The new camera can highlight signs of drought stress or disease which are difficult to detect by eye
The new camera can highlight signs of drought stress or disease which are difficult to detect by eye

A new camera that will detect crop disease quickly and at a significantly lower cost has been developed by British researchers.

The technology could potentially save farmers worldwide thousands of pounds in lost produce, while increasing crop yields.

Traditional hyperspectral cameras, which can be used in agricultural management to scan crops to monitor their health, are expensive and bulky due to the nature of complex optics and electronics within the devices.

The new camera, developed by scientists at the University of the West of Scotland (UWS), contains a linear variable filter (LVF).



The filter captures images in real time across the full visible spectrum of light, one wavelength at a time.

With crops, it can highlight signs of drought stress or disease which are difficult to detect by eye.



Dr Song, principal investigator of the Innovate UK and BBSRC-funded project, explained that such cameras are useful in farming as it makes disease detection 'far quicker'.

"It takes years of training, experience and time to inspect crops manually, so devices like this speed up the process.

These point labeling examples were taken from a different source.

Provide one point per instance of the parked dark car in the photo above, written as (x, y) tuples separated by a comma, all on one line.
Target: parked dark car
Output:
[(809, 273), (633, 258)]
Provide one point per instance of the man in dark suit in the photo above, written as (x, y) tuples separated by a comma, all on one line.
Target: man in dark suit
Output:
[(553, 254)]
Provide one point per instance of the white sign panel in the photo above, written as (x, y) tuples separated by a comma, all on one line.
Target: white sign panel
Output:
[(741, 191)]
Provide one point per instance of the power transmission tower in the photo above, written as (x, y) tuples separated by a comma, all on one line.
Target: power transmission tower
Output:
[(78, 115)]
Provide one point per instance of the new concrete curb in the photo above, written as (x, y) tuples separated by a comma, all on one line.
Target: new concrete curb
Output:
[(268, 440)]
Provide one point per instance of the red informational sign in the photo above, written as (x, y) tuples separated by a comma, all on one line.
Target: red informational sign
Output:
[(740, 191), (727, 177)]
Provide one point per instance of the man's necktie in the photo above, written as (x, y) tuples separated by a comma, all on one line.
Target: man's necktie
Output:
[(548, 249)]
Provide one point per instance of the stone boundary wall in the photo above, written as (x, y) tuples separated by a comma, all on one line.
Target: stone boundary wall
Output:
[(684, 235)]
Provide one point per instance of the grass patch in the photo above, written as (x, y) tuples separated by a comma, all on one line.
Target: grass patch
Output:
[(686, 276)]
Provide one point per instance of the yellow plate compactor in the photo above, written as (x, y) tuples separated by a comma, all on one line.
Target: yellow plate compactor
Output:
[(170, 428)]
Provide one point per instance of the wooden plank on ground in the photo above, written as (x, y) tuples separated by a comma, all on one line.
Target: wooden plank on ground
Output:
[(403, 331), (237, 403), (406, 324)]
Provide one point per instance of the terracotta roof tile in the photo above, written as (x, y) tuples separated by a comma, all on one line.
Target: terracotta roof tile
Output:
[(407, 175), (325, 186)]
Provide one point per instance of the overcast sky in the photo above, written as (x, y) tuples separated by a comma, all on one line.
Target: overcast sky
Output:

The camera will cost less than £1,000 – about a tenth of the cost of the crop cameras currently on the market
The camera will cost less than £1,000 – about a tenth of the cost of the crop cameras currently on the market

“The use of the linear variable filter means that we can now produce a small, handheld camera which can quickly and effectively monitor crops, and could also be attached to a drone to survey large areas.”

The camera will cost less than £1,000 – about a tenth of the cost of the crop cameras currently on the market.

The filter is patented by UWS, and will be commercialised via the UWS spinout Albasense Ltd, a company spinout from the UWS’s Institute of Thin Films, Sensors and Imaging (ITFSI).

Professor Gibson, director of ITFSI, said: “Our industry-grade facilities enable us to undertake ground-breaking research, like the linear variable filter, while collaborating with industry to create solutions to real-world problems.

“The application of the patented linear variable filter in the crop camera is a fantastic example of the world-class research, development and commercialisation that’s taking place in the Institute of Thin Films, Sensors and Imaging.



"This technology has real potential to make a difference to thousands of businesses, large and small, across the globe.”